Cependant, nous ne devons pas oublier qu'à la racine du problème se trouve l'invasion humaine du monde naturel pour exploiter ses ressources (bois, minéraux, gaz naturel...), augmenter les terres pour l'agriculture et l'élevage, construire des routes et autres infrastructures ou agrandir nos villes. Ce faisant, nous accaparons les animaux sauvages et entrons en contact avec des agents pathogènes encore inconnus. Les deux tiers des nouvelles maladies infectieuses sont zoonotiques, c'est-à-dire qu'elles se transmettent de l'animal à l'homme, et près des trois quarts d'entre elles proviennent de la faune sauvage.
Le Covid-19 n'est que le dernier exemple de ce type de maladie. Ces derniers temps, nous avons vu, entre autres, le SRAS et le MERS (également causé par un coronavirus), l'infection par le virus Nipah et le virus Ebola. Le SRAS a un taux de mortalité légèrement plus élevé que le covid-19 (environ 10 %), mais il se transmet plus difficilement et seulement après que la personne infectée ait développé des symptômes, ce qui le rend plus facile à contenir.
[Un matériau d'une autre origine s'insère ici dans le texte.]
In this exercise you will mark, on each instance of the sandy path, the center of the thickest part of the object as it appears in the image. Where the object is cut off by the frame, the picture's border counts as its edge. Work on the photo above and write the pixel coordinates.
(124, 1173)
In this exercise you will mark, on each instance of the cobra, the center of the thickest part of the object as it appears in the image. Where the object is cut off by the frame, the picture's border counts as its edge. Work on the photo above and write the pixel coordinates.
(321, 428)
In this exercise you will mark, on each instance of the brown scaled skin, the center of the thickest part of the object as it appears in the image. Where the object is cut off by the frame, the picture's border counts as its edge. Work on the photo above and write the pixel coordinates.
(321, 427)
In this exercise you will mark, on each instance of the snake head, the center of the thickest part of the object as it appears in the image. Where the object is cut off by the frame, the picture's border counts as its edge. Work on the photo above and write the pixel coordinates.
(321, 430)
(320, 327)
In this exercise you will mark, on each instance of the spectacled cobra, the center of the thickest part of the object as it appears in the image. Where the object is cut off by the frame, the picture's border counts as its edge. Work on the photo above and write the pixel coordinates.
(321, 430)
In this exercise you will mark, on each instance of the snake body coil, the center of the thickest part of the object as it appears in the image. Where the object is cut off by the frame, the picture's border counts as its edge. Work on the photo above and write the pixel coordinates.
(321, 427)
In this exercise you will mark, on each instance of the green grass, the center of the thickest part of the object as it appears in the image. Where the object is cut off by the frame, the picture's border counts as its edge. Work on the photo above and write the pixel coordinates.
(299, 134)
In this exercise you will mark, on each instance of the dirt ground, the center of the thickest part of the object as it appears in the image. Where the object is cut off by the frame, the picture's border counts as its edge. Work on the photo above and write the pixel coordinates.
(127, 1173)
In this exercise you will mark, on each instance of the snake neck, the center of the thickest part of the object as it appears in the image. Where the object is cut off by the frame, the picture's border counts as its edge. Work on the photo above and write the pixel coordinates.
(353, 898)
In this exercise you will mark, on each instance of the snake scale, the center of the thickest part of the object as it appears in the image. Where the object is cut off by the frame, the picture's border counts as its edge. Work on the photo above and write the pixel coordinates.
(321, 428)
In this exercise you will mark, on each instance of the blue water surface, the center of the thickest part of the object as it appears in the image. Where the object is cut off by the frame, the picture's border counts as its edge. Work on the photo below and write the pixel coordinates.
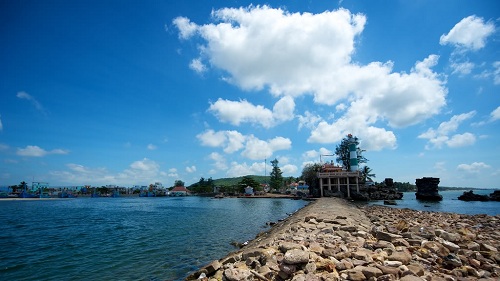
(127, 238)
(450, 203)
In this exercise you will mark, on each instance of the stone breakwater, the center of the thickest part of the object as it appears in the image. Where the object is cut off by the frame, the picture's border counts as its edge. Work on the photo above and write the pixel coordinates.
(331, 239)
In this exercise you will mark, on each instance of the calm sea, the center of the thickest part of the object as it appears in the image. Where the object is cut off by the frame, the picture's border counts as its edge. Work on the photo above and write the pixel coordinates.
(450, 203)
(134, 238)
(129, 238)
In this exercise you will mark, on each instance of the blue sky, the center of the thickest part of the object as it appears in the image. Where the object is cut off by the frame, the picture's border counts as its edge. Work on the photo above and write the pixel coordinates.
(133, 92)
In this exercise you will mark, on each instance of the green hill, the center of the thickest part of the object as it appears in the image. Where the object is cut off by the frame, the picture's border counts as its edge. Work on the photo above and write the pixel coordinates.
(235, 181)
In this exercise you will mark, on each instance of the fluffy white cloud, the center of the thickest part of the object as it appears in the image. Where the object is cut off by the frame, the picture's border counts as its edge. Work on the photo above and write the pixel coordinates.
(257, 149)
(470, 33)
(315, 155)
(473, 168)
(186, 28)
(496, 73)
(495, 114)
(198, 66)
(237, 112)
(460, 140)
(253, 147)
(231, 141)
(243, 169)
(219, 161)
(462, 68)
(139, 172)
(172, 173)
(289, 170)
(36, 151)
(308, 120)
(294, 54)
(36, 104)
(191, 169)
(260, 46)
(440, 136)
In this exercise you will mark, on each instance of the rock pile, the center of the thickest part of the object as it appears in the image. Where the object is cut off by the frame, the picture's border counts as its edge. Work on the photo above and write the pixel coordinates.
(471, 196)
(387, 191)
(333, 240)
(427, 189)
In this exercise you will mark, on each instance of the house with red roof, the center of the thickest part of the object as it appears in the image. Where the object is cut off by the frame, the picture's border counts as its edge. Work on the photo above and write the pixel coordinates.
(180, 191)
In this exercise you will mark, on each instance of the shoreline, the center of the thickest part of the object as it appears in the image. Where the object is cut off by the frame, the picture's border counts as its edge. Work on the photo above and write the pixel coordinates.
(332, 239)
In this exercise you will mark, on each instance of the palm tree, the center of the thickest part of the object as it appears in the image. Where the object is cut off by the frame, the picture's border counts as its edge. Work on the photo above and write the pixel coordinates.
(366, 174)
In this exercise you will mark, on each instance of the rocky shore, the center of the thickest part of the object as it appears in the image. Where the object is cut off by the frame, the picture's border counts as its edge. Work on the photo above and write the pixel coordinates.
(332, 239)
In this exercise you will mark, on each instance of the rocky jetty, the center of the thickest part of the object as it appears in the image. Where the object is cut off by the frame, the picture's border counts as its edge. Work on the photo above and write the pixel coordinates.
(331, 239)
(471, 196)
(386, 191)
(427, 189)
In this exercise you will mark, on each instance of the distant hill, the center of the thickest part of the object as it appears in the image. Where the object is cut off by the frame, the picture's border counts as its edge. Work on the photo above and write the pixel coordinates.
(235, 181)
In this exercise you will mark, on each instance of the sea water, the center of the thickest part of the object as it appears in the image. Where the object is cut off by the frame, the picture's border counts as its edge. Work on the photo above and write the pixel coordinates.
(127, 238)
(450, 203)
(133, 238)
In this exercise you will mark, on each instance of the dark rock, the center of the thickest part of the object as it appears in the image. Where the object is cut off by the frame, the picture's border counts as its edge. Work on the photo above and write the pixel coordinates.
(470, 196)
(427, 189)
(495, 195)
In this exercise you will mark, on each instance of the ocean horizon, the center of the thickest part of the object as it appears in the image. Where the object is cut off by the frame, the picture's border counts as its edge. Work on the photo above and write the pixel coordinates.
(164, 238)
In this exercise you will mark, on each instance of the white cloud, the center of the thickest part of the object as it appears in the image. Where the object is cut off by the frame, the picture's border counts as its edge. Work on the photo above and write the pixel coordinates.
(462, 68)
(294, 54)
(36, 151)
(186, 28)
(460, 140)
(36, 104)
(308, 120)
(191, 169)
(470, 33)
(139, 172)
(473, 168)
(219, 161)
(231, 141)
(172, 173)
(253, 148)
(495, 114)
(257, 149)
(198, 66)
(237, 112)
(441, 136)
(496, 73)
(243, 169)
(315, 155)
(289, 169)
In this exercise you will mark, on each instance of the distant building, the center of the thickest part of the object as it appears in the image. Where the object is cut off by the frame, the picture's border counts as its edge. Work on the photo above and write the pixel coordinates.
(179, 191)
(248, 190)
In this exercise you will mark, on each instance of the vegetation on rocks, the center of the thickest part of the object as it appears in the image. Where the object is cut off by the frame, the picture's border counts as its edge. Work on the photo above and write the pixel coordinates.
(333, 240)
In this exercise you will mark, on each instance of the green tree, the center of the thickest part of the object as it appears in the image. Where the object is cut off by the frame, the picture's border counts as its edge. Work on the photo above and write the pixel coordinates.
(310, 176)
(203, 186)
(344, 154)
(366, 174)
(276, 179)
(248, 181)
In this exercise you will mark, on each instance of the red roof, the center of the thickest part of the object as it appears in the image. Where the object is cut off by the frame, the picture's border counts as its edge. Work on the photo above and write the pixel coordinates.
(180, 188)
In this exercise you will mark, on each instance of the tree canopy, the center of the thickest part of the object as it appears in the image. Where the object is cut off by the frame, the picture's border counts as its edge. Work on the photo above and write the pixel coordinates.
(249, 181)
(310, 176)
(276, 180)
(178, 183)
(344, 154)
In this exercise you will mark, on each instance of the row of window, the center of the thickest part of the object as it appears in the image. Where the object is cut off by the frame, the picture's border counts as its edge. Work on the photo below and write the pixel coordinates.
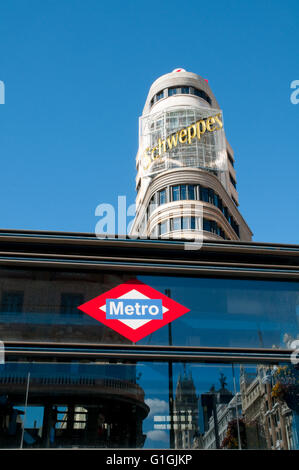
(180, 90)
(191, 192)
(189, 223)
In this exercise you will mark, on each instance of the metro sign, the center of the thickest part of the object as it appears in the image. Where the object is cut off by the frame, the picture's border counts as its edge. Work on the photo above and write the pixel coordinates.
(133, 309)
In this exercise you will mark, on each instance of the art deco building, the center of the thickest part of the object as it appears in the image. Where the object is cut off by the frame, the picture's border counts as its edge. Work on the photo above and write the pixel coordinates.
(186, 180)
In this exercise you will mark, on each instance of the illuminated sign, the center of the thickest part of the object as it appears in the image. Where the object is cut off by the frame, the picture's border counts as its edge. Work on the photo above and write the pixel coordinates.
(133, 309)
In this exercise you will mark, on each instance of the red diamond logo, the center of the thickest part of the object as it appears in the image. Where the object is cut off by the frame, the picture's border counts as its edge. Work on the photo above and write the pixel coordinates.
(130, 309)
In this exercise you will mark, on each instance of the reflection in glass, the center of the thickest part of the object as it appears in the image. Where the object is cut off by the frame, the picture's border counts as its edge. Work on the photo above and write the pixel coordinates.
(215, 406)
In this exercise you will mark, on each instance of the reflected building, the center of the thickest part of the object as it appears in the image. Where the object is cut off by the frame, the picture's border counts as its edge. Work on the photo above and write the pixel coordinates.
(83, 405)
(185, 412)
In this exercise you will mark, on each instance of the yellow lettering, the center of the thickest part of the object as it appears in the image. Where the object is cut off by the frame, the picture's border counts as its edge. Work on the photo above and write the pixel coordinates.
(183, 136)
(172, 141)
(200, 124)
(191, 135)
(146, 161)
(210, 121)
(152, 152)
(218, 120)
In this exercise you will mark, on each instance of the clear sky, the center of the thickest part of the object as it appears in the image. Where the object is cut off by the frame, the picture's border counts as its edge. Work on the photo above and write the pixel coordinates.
(77, 74)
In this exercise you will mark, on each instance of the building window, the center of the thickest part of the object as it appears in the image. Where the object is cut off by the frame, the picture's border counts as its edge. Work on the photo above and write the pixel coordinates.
(230, 159)
(191, 191)
(175, 193)
(204, 194)
(172, 91)
(163, 227)
(70, 302)
(232, 180)
(12, 302)
(176, 223)
(160, 95)
(183, 191)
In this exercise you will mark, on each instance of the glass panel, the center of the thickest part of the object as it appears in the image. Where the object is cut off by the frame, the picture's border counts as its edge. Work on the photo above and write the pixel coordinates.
(176, 223)
(185, 223)
(183, 191)
(162, 196)
(149, 405)
(185, 89)
(223, 312)
(175, 193)
(204, 194)
(191, 191)
(163, 227)
(12, 301)
(172, 91)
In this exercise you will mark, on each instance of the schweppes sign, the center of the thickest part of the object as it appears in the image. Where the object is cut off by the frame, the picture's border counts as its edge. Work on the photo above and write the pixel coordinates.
(185, 135)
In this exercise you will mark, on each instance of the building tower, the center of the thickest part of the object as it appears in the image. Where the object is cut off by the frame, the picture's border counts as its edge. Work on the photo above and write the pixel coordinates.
(186, 181)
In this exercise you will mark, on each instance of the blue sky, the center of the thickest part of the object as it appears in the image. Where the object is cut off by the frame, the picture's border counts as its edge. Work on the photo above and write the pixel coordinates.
(76, 77)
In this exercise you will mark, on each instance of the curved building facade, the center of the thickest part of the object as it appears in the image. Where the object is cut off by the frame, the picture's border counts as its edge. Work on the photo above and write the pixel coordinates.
(186, 181)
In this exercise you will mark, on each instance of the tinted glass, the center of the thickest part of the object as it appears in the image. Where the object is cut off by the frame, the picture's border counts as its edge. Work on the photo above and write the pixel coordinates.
(222, 312)
(104, 405)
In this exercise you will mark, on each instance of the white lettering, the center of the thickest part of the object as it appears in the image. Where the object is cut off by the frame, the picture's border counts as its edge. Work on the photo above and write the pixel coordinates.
(114, 310)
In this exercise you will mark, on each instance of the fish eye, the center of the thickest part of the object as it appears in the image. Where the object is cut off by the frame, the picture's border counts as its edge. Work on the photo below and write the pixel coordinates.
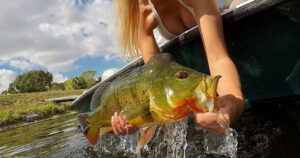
(181, 75)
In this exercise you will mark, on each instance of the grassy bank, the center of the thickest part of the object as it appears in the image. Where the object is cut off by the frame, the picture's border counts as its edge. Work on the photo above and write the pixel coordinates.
(14, 108)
Le MERS, l'infection par le virus Nipah et le virus Ebola ont une mortalité considérablement plus élevée, mais les deux premiers ne se transmettent pas facilement entre humains et le virus Ebola touche certaines régions pauvres d'Afrique dont les habitants ne montent généralement pas dans les avions. Tout cela a contribué au fait que les avertissements des experts ont été ignorés et que l'urgence actuelle nous a pris au dépourvu.
Et ce malgré le fait que l'on savait qu'il ne s'agissait pas de savoir si une pandémie allait se produire, mais quand. Parce qu'il est difficile de contenir les maladies dans un contexte de circulation rapide des personnes et des biens et d'urbanisation croissante (souvent de manière chaotique et malsaine). Et nous nous sommes retrouvés sans les instruments nécessaires pour y faire face, puisqu'ils sont produits dans des pays qui, à l'heure actuelle, ne peuvent pas le faire, ou qui en ont besoin pour leur propre population... ou qui ont trouvé un meilleur soumissionnaire. Nous dépendons de chaînes mondiales de valeur qui fragmentent la production en quête d'efficacité, nous fournissant les biens de consommation auxquels nous sommes habitués à des prix bon marché et produisant d'énormes profits pour certaines entreprises, qui ignorent les conditions de travail qui ne seraient pas tolérées dans les pays occidentaux et externalisent les coûts de la pollution générée par les cargos qui traversent nos mers.
Mais si cette crise expose les conséquences écologiques de notre système économique, elle montre aussi ce qui est possible si on en a la volonté. Nous avons vu un ciel bleu à Pékin et à Delhi, des canaux d'eau cristalline à Venise, et une baisse importante des émissions qui provoquent le réchauffement climatique et la mort prématurée de 8,8 millions de personnes par an. Nous avons découvert les possibilités du télétravail, qui non seulement réduit la pollution dans nos villes, mais remet en question la nécessité de se concentrer sur les grandes villes. Nous avons constaté - pour la deuxième fois depuis le début du troisième millénaire - la fragilité de notre modèle économique et reconnu l'importance des services publics et de l'État providence. Nous ne pouvons pas revenir en arrière, mais nous pouvons atténuer les conséquences des dommages déjà causés et changer de cap.